2014年8月7日木曜日

no.666 ki-o-i-cho

先日、打ち合わせがあって、久しぶりに赤坂のニューオータニを訪れました。
以前にも書きましたが、赤坂という街は20代の頃に入り浸っていたので、私にとっては懐
かしい街。
昭和の香りがプンプンのこのニューオータニも、なんだか古巣に帰ったようでとても居心地
がいいのです。
打ち合わせが終わった後に、庭園を少しお散歩してきました。

この快晴の空。真夏の強い日差しが照りつける午後です。


ニューオータニがある紀尾井町という街。
ここはもと紀州徳川家、尾張徳川家、そして井伊家に所縁のある土地だったため、その三家
の頭の文字をとって紀尾井町としたのだとか。
ニューオータニは元々、あの加藤清正のお屋敷があったところです。
庭園にはその時代(400年前)の古い石灯籠や石組みが残され、さながら歩く庭園博物館。
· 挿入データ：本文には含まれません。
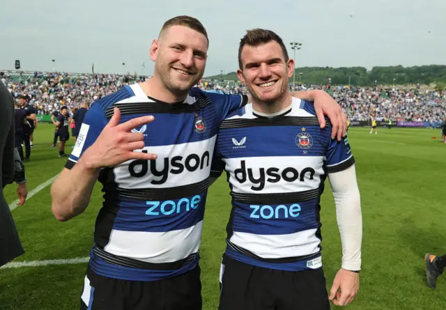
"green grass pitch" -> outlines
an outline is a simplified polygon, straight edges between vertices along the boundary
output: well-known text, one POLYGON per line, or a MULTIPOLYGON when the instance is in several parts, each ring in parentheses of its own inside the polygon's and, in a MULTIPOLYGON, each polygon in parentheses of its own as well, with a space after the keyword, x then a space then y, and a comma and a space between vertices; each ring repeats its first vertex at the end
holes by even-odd
MULTIPOLYGON (((54 126, 35 132, 31 160, 26 164, 31 191, 58 173, 66 159, 50 148, 54 126)), ((431 129, 353 127, 348 132, 361 192, 364 234, 360 288, 353 309, 446 309, 446 278, 436 290, 425 284, 423 256, 446 253, 445 185, 446 145, 431 129), (432 137, 437 137, 432 139, 432 137)), ((73 141, 68 144, 71 151, 73 141)), ((327 180, 321 206, 323 263, 328 289, 340 267, 341 247, 335 208, 327 180)), ((70 186, 70 184, 67 184, 70 186)), ((16 199, 6 187, 6 200, 16 199)), ((50 210, 49 187, 13 211, 26 254, 15 261, 86 257, 100 206, 100 184, 86 211, 65 223, 50 210)), ((229 215, 229 187, 222 177, 210 189, 201 247, 203 309, 218 304, 218 274, 229 215)), ((79 309, 86 264, 0 269, 1 310, 79 309)), ((332 306, 332 309, 335 309, 332 306)))

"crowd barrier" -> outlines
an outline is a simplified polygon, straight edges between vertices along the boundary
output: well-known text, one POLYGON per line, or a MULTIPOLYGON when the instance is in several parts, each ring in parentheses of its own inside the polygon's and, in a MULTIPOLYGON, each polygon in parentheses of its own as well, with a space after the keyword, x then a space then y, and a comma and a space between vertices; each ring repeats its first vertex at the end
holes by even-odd
MULTIPOLYGON (((376 126, 378 127, 387 127, 388 126, 387 121, 376 121, 376 126)), ((350 123, 351 126, 358 127, 370 127, 371 123, 369 121, 352 121, 350 123)), ((439 128, 441 126, 441 123, 433 123, 431 124, 429 122, 392 122, 392 127, 432 127, 434 128, 439 128)))

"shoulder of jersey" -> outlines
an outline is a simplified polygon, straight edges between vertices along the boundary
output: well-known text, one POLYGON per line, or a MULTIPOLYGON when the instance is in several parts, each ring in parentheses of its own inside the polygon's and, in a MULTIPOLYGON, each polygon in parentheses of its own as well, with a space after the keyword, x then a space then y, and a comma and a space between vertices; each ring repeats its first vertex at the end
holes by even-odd
POLYGON ((93 105, 100 106, 104 111, 105 111, 114 104, 134 95, 135 94, 131 86, 128 85, 123 87, 116 93, 111 93, 110 95, 107 95, 105 97, 95 101, 92 104, 92 107, 93 105))
MULTIPOLYGON (((316 109, 314 109, 314 104, 313 102, 309 101, 302 100, 302 99, 293 98, 293 104, 298 104, 299 107, 297 109, 298 111, 298 115, 295 113, 293 114, 293 116, 303 116, 303 117, 316 117, 316 109)), ((325 122, 328 125, 331 126, 330 119, 325 116, 325 122)))

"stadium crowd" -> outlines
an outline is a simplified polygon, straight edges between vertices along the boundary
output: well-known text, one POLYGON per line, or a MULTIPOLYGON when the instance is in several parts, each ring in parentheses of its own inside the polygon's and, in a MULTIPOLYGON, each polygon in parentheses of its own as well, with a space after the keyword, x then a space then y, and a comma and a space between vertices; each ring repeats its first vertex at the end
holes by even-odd
MULTIPOLYGON (((118 75, 78 75, 65 72, 33 75, 11 75, 0 72, 0 79, 15 98, 25 94, 38 114, 51 114, 67 106, 70 111, 82 102, 92 102, 116 92, 122 86, 148 77, 118 75)), ((203 80, 199 87, 229 93, 245 93, 239 83, 203 80)), ((333 86, 330 85, 291 86, 292 91, 323 88, 342 105, 351 121, 441 122, 446 118, 446 91, 333 86)))

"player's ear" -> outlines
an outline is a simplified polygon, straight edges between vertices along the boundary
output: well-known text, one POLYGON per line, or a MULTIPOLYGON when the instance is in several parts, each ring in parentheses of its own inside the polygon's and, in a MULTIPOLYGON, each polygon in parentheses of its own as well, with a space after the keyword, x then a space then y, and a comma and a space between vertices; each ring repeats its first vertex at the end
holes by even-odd
POLYGON ((293 76, 293 73, 294 72, 294 59, 289 59, 288 61, 286 61, 286 68, 288 78, 289 79, 293 76))
POLYGON ((158 48, 160 47, 160 43, 157 39, 152 41, 151 44, 151 59, 152 61, 156 61, 156 56, 158 54, 158 48))
POLYGON ((243 76, 243 71, 242 71, 241 70, 238 69, 237 70, 237 77, 238 77, 238 79, 240 79, 240 81, 246 85, 246 83, 245 83, 245 77, 243 76))

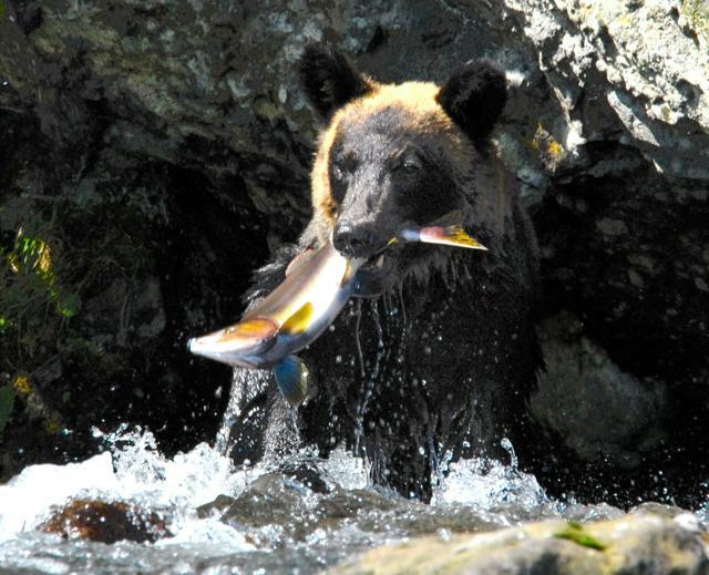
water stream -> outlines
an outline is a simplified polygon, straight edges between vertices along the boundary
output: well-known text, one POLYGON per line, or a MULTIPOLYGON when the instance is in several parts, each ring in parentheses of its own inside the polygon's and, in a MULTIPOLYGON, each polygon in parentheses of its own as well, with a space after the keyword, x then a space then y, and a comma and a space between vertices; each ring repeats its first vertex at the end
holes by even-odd
POLYGON ((80 463, 32 465, 0 486, 0 572, 311 573, 423 533, 446 537, 522 521, 621 513, 552 501, 514 462, 452 463, 425 505, 372 487, 363 462, 342 449, 328 460, 309 451, 295 455, 294 463, 310 465, 322 479, 311 489, 275 473, 268 462, 235 468, 205 443, 166 459, 150 431, 95 433, 104 453, 80 463), (126 501, 157 512, 171 536, 106 545, 35 531, 72 497, 126 501))
MULTIPOLYGON (((238 388, 238 386, 235 386, 238 388)), ((233 397, 225 427, 247 398, 233 397)), ((314 573, 367 548, 420 534, 489 531, 526 521, 578 521, 623 514, 606 504, 549 499, 536 478, 510 461, 439 461, 431 504, 373 487, 367 463, 343 449, 323 460, 312 450, 282 474, 282 461, 234 465, 228 433, 173 459, 144 429, 94 430, 105 451, 79 463, 31 465, 0 485, 0 574, 12 573, 314 573), (307 475, 307 474, 306 474, 307 475), (307 483, 307 484, 306 484, 307 483), (127 502, 160 516, 168 532, 154 543, 111 545, 38 531, 70 500, 127 502)), ((707 511, 698 513, 706 523, 707 511)))

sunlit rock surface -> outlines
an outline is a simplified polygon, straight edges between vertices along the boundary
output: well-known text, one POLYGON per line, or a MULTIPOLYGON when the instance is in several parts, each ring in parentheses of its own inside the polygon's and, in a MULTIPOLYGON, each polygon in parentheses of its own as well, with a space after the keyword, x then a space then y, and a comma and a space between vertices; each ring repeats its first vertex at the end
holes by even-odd
POLYGON ((547 330, 534 412, 555 471, 540 481, 619 504, 702 502, 705 6, 3 7, 0 476, 92 452, 93 424, 147 424, 169 452, 214 438, 228 370, 193 361, 184 342, 235 319, 250 270, 302 225, 316 126, 294 63, 327 39, 389 81, 442 80, 477 55, 505 66, 499 138, 540 236, 541 316, 569 314, 580 330, 572 342, 547 330), (589 382, 598 409, 555 411, 585 402, 589 382), (621 425, 602 409, 618 400, 633 402, 621 425))
POLYGON ((330 573, 706 573, 706 534, 686 517, 628 515, 584 525, 555 521, 481 535, 412 538, 379 547, 330 573))

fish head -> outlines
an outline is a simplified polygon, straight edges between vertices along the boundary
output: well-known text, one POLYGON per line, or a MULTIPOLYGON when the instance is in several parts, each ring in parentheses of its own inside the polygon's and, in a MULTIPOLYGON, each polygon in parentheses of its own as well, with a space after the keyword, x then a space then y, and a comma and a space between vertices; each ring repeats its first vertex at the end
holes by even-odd
POLYGON ((257 317, 192 338, 187 348, 196 356, 233 367, 263 368, 260 357, 276 342, 278 325, 269 318, 257 317))

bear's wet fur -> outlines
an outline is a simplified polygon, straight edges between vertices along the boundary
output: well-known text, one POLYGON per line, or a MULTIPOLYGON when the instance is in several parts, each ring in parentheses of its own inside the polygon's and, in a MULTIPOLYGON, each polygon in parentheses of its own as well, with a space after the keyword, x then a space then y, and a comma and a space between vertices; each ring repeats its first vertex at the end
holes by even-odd
POLYGON ((300 353, 311 388, 297 412, 270 370, 235 373, 237 460, 339 444, 367 456, 372 478, 428 499, 450 458, 524 462, 527 399, 541 357, 533 329, 534 233, 491 133, 506 101, 504 73, 472 60, 442 85, 380 84, 328 44, 308 48, 300 75, 323 123, 312 168, 314 216, 296 246, 256 274, 253 302, 285 278, 299 251, 332 240, 372 258, 378 297, 351 300, 300 353), (451 213, 487 251, 381 248, 408 222, 451 213))

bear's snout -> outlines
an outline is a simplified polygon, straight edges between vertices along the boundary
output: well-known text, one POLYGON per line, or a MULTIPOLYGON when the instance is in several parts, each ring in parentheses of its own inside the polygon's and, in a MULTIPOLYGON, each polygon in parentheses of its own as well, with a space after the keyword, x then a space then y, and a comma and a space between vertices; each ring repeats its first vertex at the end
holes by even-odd
POLYGON ((373 224, 352 224, 345 220, 335 227, 332 244, 346 257, 369 258, 381 247, 378 245, 378 237, 373 224))

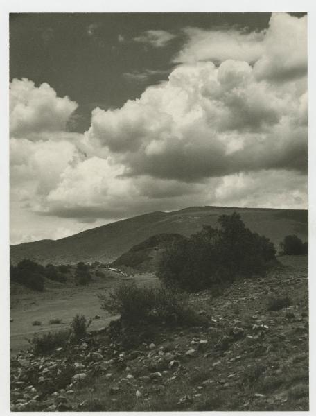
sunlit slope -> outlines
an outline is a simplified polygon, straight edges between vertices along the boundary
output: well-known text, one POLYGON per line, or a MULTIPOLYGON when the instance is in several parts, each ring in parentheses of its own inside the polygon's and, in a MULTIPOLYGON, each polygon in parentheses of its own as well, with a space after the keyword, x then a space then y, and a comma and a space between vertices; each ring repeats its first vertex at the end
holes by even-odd
POLYGON ((247 227, 269 237, 277 246, 295 234, 308 240, 308 211, 261 208, 192 207, 173 212, 152 212, 92 228, 59 240, 42 240, 10 247, 11 261, 31 259, 46 263, 79 261, 110 262, 150 236, 189 236, 203 224, 215 225, 221 214, 238 212, 247 227))

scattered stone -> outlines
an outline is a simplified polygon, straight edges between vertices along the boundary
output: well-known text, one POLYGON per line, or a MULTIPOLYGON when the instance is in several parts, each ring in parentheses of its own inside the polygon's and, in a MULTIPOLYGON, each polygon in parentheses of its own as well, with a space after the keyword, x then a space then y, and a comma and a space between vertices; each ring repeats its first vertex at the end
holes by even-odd
POLYGON ((183 396, 183 397, 181 397, 181 399, 177 402, 177 404, 178 405, 185 404, 186 403, 192 403, 192 401, 193 401, 192 397, 191 396, 188 396, 188 395, 186 395, 185 396, 183 396))
POLYGON ((217 365, 220 365, 220 361, 216 361, 215 363, 213 363, 212 365, 213 367, 216 367, 217 365))
POLYGON ((255 397, 265 397, 265 395, 261 395, 261 393, 254 393, 254 396, 255 397))
POLYGON ((169 363, 169 368, 175 368, 176 367, 179 367, 180 363, 177 360, 172 360, 169 363))
POLYGON ((115 395, 116 393, 117 393, 118 392, 119 392, 120 390, 120 388, 119 387, 111 387, 111 388, 109 389, 109 394, 110 395, 115 395))
POLYGON ((66 403, 60 403, 57 406, 58 412, 70 412, 72 410, 72 407, 70 404, 66 403))
POLYGON ((162 374, 159 371, 156 371, 155 372, 150 373, 150 379, 161 379, 162 377, 162 374))
POLYGON ((82 380, 85 380, 85 379, 87 377, 87 374, 85 373, 79 373, 78 374, 75 374, 71 380, 73 381, 73 382, 76 382, 76 381, 82 381, 82 380))

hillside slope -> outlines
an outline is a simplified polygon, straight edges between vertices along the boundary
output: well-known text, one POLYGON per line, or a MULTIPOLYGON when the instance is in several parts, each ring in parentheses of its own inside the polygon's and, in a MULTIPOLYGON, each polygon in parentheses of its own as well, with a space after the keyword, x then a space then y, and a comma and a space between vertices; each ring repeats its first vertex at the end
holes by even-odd
POLYGON ((218 297, 193 295, 206 327, 154 326, 132 349, 101 329, 51 356, 20 353, 11 410, 308 410, 308 258, 280 261, 218 297), (285 296, 290 306, 267 308, 285 296))
POLYGON ((27 258, 40 263, 114 261, 150 236, 164 233, 188 236, 203 224, 215 225, 221 214, 236 211, 247 227, 269 237, 277 246, 283 238, 295 234, 308 239, 308 211, 261 208, 192 207, 173 212, 152 212, 116 221, 59 240, 42 240, 10 247, 13 263, 27 258))
POLYGON ((133 245, 116 259, 112 266, 132 268, 140 272, 155 272, 166 248, 173 242, 182 240, 185 240, 185 237, 178 234, 152 236, 140 244, 133 245))

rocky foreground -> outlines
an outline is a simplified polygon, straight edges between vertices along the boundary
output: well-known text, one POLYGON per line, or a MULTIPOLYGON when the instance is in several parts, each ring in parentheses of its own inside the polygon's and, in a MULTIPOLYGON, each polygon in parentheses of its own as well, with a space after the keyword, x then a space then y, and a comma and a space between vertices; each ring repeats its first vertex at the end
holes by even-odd
POLYGON ((191 302, 207 327, 156 328, 127 349, 108 329, 76 345, 11 361, 11 410, 308 410, 306 257, 191 302), (291 304, 273 311, 270 299, 291 304))

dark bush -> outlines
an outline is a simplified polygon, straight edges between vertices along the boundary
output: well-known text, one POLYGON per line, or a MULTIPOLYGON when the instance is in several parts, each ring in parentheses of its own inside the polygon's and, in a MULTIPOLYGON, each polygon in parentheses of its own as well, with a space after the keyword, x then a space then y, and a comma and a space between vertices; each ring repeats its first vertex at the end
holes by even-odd
POLYGON ((24 259, 20 261, 17 266, 10 265, 10 279, 35 291, 44 290, 44 267, 33 261, 24 259))
POLYGON ((35 333, 32 339, 28 339, 34 353, 46 354, 59 347, 64 347, 69 340, 71 331, 62 329, 57 332, 48 332, 39 335, 35 333))
POLYGON ((73 318, 70 326, 76 339, 79 340, 87 336, 87 329, 90 326, 91 322, 91 320, 87 321, 84 315, 79 315, 77 314, 73 318))
POLYGON ((61 273, 67 273, 69 271, 69 266, 66 264, 60 264, 58 268, 61 273))
POLYGON ((59 318, 53 318, 53 319, 49 320, 49 324, 50 325, 58 325, 59 324, 61 324, 62 322, 62 320, 60 319, 59 318))
POLYGON ((261 272, 275 259, 273 244, 246 228, 238 214, 222 215, 218 223, 218 228, 204 225, 186 241, 170 245, 161 257, 157 277, 169 286, 217 290, 236 277, 261 272))
POLYGON ((120 314, 128 325, 141 322, 195 325, 204 320, 187 306, 187 295, 170 288, 123 284, 109 295, 99 295, 99 298, 101 309, 120 314))
POLYGON ((308 243, 303 241, 296 235, 289 235, 284 237, 283 241, 280 243, 283 254, 288 256, 308 254, 308 243))
POLYGON ((281 309, 287 308, 291 304, 292 300, 288 296, 272 297, 267 302, 267 309, 269 311, 281 311, 281 309))
POLYGON ((33 327, 36 327, 36 326, 40 326, 40 325, 42 325, 42 322, 41 322, 41 321, 37 321, 37 320, 36 320, 36 321, 33 321, 33 322, 32 322, 32 325, 33 325, 33 327))
POLYGON ((90 272, 89 271, 88 265, 83 263, 83 261, 79 261, 77 263, 75 272, 75 281, 76 284, 85 285, 88 284, 91 279, 90 272))

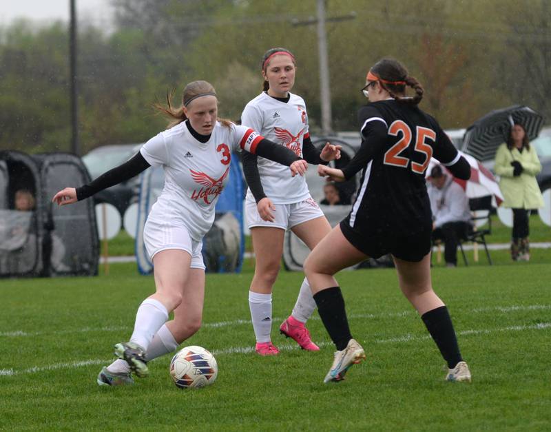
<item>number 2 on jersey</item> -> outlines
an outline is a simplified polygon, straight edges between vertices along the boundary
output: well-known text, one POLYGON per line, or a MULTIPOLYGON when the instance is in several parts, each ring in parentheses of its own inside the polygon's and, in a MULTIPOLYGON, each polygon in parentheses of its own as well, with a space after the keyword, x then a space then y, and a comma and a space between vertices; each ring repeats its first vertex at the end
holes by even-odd
POLYGON ((229 148, 228 146, 222 143, 216 147, 216 152, 222 152, 222 158, 220 161, 222 165, 227 165, 231 161, 231 156, 229 154, 229 148))
MULTIPOLYGON (((384 163, 386 165, 407 168, 409 159, 405 156, 399 156, 399 154, 407 148, 411 143, 411 130, 402 120, 397 120, 393 122, 391 127, 388 127, 388 134, 397 136, 400 132, 402 132, 402 138, 384 154, 384 163)), ((426 140, 430 139, 433 143, 435 143, 436 133, 432 129, 423 127, 422 126, 417 126, 416 132, 417 139, 414 150, 416 152, 424 154, 426 158, 423 163, 417 163, 412 161, 411 170, 413 172, 422 174, 426 169, 427 166, 428 166, 430 158, 433 157, 433 147, 426 143, 426 140)))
見えるかな〜。その石の上で、黒しろの猫が長々と身体を伸ばしお昼寝をしていました。


関ヶ原で豊臣側についた加藤清正の権勢が失われた後、この土地は井伊家に譲られ、そして
激動の幕末の時代が過ぎた後には伏見宮邸として皇族に受け継がれます。

第二次大戦後にこの由緒ある土地が外国人に払い下げられそうになったのをニューオータニ
の創業者大谷米太郎氏が憂い、買い上げたあとにホテルとして整えらました。


大谷翁自らが陣頭指揮をとり、400年前の灯籠や生い茂る樹木の雰囲気をこわさないよう
にこの美しい日本庭園を造ったのだそう。


蝉時雨。流水の音。ときおり吹く風にのった緑の匂い。
大きな鯉が泳ぐ瀧のそばで、しばし涼をとりました。
たまにこんな風にふらっと訪れて、なにをするでもなく、光射す水面を眺めながら緑の中
に座っているのもいいものですね。

時間がゆっくりと流れていきます。